A 6 to 8 hour bus ride from Manila to Banaue leaves an adventurer with an interesting dilemma. Where does on go from here? Where does my journey bring me next? He or she has 2 main choices. Sagada or Batad. The answer I suppose idepends on what one wishes to experience. Not just see or hear, but experience. If you’re after an adventure filled weekend and a brush with culture, Sagada is the place to be. Cave explorations, swimming near a waterfall, the hanging coffins and friendly locals make Sagada a favourite of most travelers. Who would not want to visit Sagada, it’s an activity rich place and very accessible as well. A jeep ride brings you to itsdoorstep which welcomes a guest to come and see. This is the path most take.
The less obvious choice is to visit Batad
. It does not sound as exciting as Sagada nor does it ring a bell as clearly as Sagada and what one can do is not as much as Sagada has to offer. But with a deeper gaze one will realize it has a beauty and charm that enchants.

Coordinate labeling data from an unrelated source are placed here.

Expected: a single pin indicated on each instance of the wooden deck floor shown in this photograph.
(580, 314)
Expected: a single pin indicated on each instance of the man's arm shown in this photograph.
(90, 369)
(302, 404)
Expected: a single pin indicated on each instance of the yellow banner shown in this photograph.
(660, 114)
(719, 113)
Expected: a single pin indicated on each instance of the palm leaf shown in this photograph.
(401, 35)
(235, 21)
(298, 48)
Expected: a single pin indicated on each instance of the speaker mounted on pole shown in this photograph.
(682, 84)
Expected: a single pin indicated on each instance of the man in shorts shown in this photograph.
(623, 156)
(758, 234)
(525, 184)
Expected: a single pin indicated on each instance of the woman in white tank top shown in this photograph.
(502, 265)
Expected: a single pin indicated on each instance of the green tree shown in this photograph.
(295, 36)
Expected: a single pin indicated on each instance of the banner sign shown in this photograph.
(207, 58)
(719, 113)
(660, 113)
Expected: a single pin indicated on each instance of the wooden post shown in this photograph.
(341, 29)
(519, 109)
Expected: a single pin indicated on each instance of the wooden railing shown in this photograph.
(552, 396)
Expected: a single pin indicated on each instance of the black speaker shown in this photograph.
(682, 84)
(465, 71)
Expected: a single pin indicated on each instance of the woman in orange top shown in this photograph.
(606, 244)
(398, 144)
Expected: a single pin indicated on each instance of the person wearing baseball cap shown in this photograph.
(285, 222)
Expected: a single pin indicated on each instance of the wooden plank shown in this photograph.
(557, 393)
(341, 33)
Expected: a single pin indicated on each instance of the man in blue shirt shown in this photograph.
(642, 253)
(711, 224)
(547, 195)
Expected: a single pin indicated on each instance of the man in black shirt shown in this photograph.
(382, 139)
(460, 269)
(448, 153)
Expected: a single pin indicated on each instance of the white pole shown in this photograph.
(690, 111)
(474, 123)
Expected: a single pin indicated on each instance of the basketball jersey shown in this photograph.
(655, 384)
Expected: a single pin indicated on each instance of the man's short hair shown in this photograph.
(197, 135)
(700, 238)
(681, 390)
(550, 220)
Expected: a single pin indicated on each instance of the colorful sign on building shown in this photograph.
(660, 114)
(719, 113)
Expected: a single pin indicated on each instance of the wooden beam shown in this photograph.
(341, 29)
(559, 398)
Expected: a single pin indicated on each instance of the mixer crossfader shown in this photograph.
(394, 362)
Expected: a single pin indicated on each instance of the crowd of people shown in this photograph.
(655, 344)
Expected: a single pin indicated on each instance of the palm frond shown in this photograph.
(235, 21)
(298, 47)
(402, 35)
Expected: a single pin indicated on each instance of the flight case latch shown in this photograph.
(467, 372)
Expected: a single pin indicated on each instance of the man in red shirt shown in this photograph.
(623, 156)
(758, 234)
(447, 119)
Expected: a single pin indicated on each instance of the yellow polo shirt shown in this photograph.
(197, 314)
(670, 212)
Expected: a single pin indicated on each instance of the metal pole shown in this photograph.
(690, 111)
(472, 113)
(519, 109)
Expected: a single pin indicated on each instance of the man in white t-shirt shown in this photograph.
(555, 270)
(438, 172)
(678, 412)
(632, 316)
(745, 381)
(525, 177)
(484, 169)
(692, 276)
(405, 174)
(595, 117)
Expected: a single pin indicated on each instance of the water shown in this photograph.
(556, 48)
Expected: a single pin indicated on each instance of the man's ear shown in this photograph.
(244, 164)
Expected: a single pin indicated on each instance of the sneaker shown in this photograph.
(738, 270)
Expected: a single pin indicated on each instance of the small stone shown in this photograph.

For those who want a deep, silent interaction with nature and culture Batad is where your compass must lead you. It takes an hour descent to the village of Batad. It’s not a long hike and not a hard one to say the least but for those not used to walking long distances in can be a detractor. But as I always say the harder it is to get to a place the more beautiful it will likely be. The trail you walk on is the start of your cultural interaction; you are walking down a path passed by all the local people and one that was carved by their ancestors. Along t the way friendly locals will walk with you carrying goods or just on their way home, and if they are not in a hurry will share a conversation with you. On one of my visits I came across a young student. She was a grandchild of a “mumbaki” (traditional healer/elder) and she shared stories of what her “lolo” (grandfather) would do and how it is a dying tradition. Sad as the story may sound I find that interaction a rare encounter of the local culture, raw and real.
After that “long” walk you are welcomed by the grand amphitheatre like rice terraces. It is most beautiful before the harvest season when the fields are bright green, and full of life. It’s as if a celebration is at hand. As one stares in amazement he or she will be asked by locals for a donation in preserving these terraces. Again it is an interesting interaction as the locals share their efforts and love for the terraces.
It is silent in the Village. Not quiet, but silent. There is sound but not noise. You can sit on a bench and stare at a magnificent interaction between God’s creation and man’s design. A love affair between heaven and earth. The peace allows you to notice life’s little joys. The joy of seeing cloud rolling in and out of the mountains. The joy of seeing the sunlight as it hugs the mountain side. The joy of the cool breeze and sound of the wind that soothes you and seem to trance you to rest. A favourite joy of mine is the welcome site is of kids playing in the rise fields. I remember watching for 20 minutes children throwing mud at each other on the rice fields. It was so “crude” a game, so non-sensical in a way, so unsophisticated yet it brought an overwhelmingly delight an Ipad or new phone would not give. Simple joys are very infectious and one can’t help but smile as he or she witness and realizes these joys.
Walk down the rice patties for more local interaction, you can play with the kids or talk to the elders. Your guides may have very touching personal stories of Batad, one which is worth an ear. There is a small “village” situated within the terraces where one can catch locals carving images of the local Gods, hunters, charms and other figures.
showcases Mother Nature’s power. The Tapiyah falls is a must to visit. I love fresh water forms specially raging rivers and waterfalls. I find it having an attractive contrast. Powerful and swift but also gentle and soothing. Tapiyah Falls is no exception it drops with much power that you have to raise your voice to be heard but it is also refreshing as its cool waters and waves relax one’s tired body.
At the end of the Batad journey, one realizes that it has been a truly amazing adventure. It is not because he or she did so many things, saw many sights or met a lot of people but it allowed an individual to find one ’s self. What I love about Batad is how it allows you a peaceful, simple and beautiful venue to find one ’s self. Find the self in relation to others, find oneself in relation to nature and to fin oneself in relation to oneself.